St. Petersburg Times
October 14, 2001
FBI Abuses Witness Detention
by Robyn Blumner
Attorney General John Ashcroft has been giving the public a weekly count of the number of people detained or charged in connection with the Sept. 11 terrorist attacks.
We are up to 614, with 165 held on immigration status violations. The ever-climbing number gives the impression that the FBI is really on top of this. But when Ashcroft and his department spokesmen refuse to go any further and give us the names of the people held, on what grounds, and whether they have been charged, the large number raises as much concern as reassurance.
Why all the secrecy surrounding these detentions? People aren't supposed to just disappear into our justice system. Arrest records and court proceedings are normally open, as a way to keep government accountable. You know, "public trials," it's in the Constitution.
Then there is the department's seemingly prodigious use of its power to detain people as "material witnesses." We don't know just how many of the 614 are being held as material witnesses. That's another thing the department is being mum about.
But the detention of material witnesses is intended to be a rarely used tool. It is defined as someone with unique information about a crime, either benefiting the prosecution or defense, who may be held only if there is a good reason to believe that he or she will try to avoid testifying. Under federal law, these witnesses are entitled to counsel and a bond hearing.
What we know of the department's recent use of its material witness powers is from personal accounts, from the men who have been arrested and later freed. Their experiences tell us the department isn't bothering to follow the rules.
One situation we've all heard of by now is the celebrated case of Dr. Al-Badr Al-Hazmi, the 34-year-old Saudi Arabian doctor living in San Antonio, who had FBI agents show up at his door at 5 a.m. on Sept. 12. He was incarcerated for nearly two weeks as a material witness. He was first taken to a local jail, then flown to a federal jail in Manhattan and later transferred to a Brooklyn facility.

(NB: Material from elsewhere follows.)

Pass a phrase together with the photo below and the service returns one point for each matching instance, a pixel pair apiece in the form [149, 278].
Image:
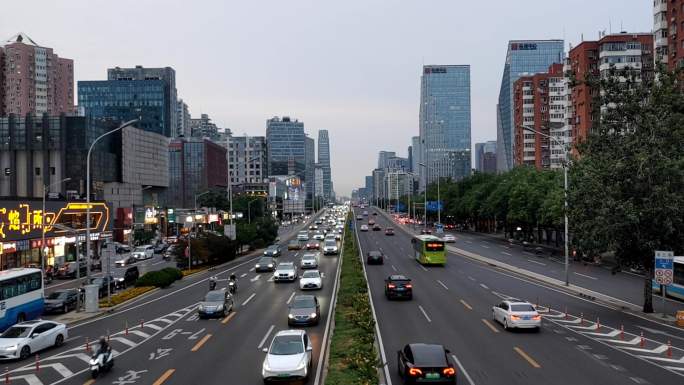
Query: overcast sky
[350, 66]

Al-Hazmi's story is a frightening reminder of what happens when law enforcement believes its cause is so just that it claims the right to operate outside the bounds of due process.
Cynthia Orr, Al-Hazmi's San Antonio-based attorney, said that other than a few-minute phone call to her client when he was first picked up, Al-Hazmi was denied access to a lawyer for six days. During that time, Orr said, she literally couldn't find him. The government refused to tell her where it had taken him. (Is this sounding vaguely like a dirty war in Argentina?) Meanwhile, the FBI repeatedly tried to question Al-Hazmi outside her presence.
After 13 days in jail, 13 days of a disrupted life, 13 days of humiliation and 13 days of fear that guards might attack him because of his appearance, he was released. It came with no apology and no explanation, just with a Justice Department statement that "he's been cleared."
Cleared? Cleared of what? This man wasn't a suspect, he was a witness. And what are we doing putting witnesses in jail? There are plenty of less intrusive options, from attaching an ankle bracelet to holding people in secured hotel rooms, that would serve to keep track of people with special information without the punishing element of jail.
Also, one would think that before someone could be arrested as a reluctant witness, he or she would have to show, you know, some reluctance. Al-Hazmi's actions suggested just the opposite. He was completely cooperative, having allowed the FBI, without a warrant, to search his house for five hours and to speak with him at length.
And there are more like him. In Florida, Ahmed Badawi, a business man from Egypt who became an American citizen 18 years ago, was also arrested as a material witness after fully cooperating with the FBI. Also without asking for a warrant, Badawi gave agents his business records and three computers, and spoke with them for hours. Badawi was luckier than Al-Hazmi, though. He was allowed to contact an attorney the morning after his arrest and as a result, only spent three fear-filled nights in jail.
It is far easier to arrest someone as a material witness than to take someone in as a suspect, since you don't have to show probable cause of criminal wrongdoing. In the past, the FBI has been known to misuse this authority in order to hold someone until authorities could build a case against him. For example, Oklahoma City bombing co-conspirator Terry Nichols was arrested as a material witness, then held until he was charged. But there was no reason to think Nichols was a reluctant witness in the bombing case. When he heard he was being sought, he voluntarily turned himself over to authorities.
With this terrorism investigation, the agency is back to its old tricks, operating outside the legal bounds of the material witness statute and compounding the harm by holding people secretly, sometimes without access to a lawyer.
Attorney General Ashcroft has spent the weeks since the attack bullying Congress to give him and the FBI even broader authority to detain people, with less judicial oversight. Maybe federal authorities should show they can responsibly exercise the powers they already have, first.